Diamond, who is Director General of the project, characterizes the SKA as the next-generation radio telescope. It will also be the largest such observatory in the world, and, true to its name, will be spread over approximately one square kilometer of real estate. The radio telescopes will be co-located in South Africa and Australia, which will maintain their own arrays. For the first phase of the project, the Australian array will be comprised of over one hundred thousand antennas, which will grow to as many as a million antennas in phase two. Meanwhile, almost 200 dishes, 64 of which are already under construction, will be deployed in South Africa. Phase 1 of the SKA project is scheduled to be completed in 2023, with phase 2 slated for 2030.

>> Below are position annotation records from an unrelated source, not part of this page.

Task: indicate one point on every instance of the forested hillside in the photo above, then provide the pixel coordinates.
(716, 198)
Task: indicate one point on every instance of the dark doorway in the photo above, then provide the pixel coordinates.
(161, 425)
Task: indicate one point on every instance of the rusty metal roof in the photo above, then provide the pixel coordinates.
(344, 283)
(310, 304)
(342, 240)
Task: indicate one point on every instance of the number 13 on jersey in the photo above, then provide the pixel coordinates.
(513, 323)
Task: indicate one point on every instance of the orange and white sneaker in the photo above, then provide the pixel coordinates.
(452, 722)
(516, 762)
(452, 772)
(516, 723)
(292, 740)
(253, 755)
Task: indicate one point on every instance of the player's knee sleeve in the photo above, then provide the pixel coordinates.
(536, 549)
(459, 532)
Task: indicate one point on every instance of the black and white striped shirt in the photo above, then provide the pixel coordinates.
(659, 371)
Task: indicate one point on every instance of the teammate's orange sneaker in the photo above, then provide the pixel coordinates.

According to Diamond, even the phase one array will be much more sensitive than any existing radio telescope system, enabling it to detect much weaker emissions than are currently possible. It will also be able to cover a larger area of the sky more quickly, an attribute known as “survey speed.” The SKA website claims the Australian array will be eight times as sensitive as LOFAR, which is currently the best such instrument of that type in the world. It will also be able to scan the sky about 135 times faster. These two attributes set the SKA apart from anything currently deployed, and will enable the array to “tackle science goals that the current generation of radio telescopes can’t tackle,” Diamond told TOP500 News.

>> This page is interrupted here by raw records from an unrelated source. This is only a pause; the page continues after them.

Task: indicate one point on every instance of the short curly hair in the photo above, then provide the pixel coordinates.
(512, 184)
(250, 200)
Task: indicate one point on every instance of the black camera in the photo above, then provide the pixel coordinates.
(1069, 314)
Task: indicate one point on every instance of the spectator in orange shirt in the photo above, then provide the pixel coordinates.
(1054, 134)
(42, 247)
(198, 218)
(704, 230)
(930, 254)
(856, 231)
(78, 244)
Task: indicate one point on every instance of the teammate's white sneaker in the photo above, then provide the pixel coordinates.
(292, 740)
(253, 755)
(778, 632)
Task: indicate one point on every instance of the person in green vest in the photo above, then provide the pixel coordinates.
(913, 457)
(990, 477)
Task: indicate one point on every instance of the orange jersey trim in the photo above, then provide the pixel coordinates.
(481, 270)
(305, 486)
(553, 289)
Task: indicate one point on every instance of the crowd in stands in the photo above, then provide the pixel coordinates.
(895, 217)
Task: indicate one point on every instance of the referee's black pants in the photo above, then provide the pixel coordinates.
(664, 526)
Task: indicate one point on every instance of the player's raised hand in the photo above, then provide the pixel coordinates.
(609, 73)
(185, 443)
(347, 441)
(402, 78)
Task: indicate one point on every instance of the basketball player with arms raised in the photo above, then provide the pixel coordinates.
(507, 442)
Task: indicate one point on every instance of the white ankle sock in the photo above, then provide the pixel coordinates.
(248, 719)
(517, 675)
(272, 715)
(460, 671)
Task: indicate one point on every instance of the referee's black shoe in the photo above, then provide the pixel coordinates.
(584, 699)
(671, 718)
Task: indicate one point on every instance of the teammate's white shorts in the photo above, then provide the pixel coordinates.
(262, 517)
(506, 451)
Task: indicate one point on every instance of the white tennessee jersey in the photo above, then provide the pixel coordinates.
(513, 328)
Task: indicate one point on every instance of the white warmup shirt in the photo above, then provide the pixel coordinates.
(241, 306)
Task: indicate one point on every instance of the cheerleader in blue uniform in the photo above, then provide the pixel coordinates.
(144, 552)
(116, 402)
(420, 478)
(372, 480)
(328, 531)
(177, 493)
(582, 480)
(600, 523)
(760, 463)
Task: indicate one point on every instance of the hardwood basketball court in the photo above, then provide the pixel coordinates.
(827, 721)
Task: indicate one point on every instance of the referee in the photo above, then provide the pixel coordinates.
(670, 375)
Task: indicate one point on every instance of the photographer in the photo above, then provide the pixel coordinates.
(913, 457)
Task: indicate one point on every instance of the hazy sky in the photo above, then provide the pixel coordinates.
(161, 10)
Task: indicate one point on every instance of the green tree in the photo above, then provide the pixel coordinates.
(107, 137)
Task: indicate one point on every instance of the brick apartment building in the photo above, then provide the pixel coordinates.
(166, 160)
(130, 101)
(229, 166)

That sensitivity will allow the array to observe hydrogen all the way back to the “cosmic dawn,” which is just a few hundred thousand years after the big bang. That, in turn, will enable scientist to determine how the first stars were born, how they coalesced into the first galaxies, and ultimately how these galaxies evolved into what we see today. The array will also be able to use pulsars as natural clocks to study the passage of gravitational waves across our solar system. In addition, the SKA will be able to look for large organic molecules, like the basic constituents of amino acids and nucleic acids, which could offer some profound insights into the origin of life. “When people want a sound bite, I say we’re going to study the history of the entire universe,” said Diamond.
That level of capability, though, creates some real challenges when it comes to data processing. According to Rosie Bolton, SKA Regional Centre Project Scientist, each of the instruments will produce over a petabyte of data per day, and that will drive the design and placement of the supercomputers that need to ingest and process that data.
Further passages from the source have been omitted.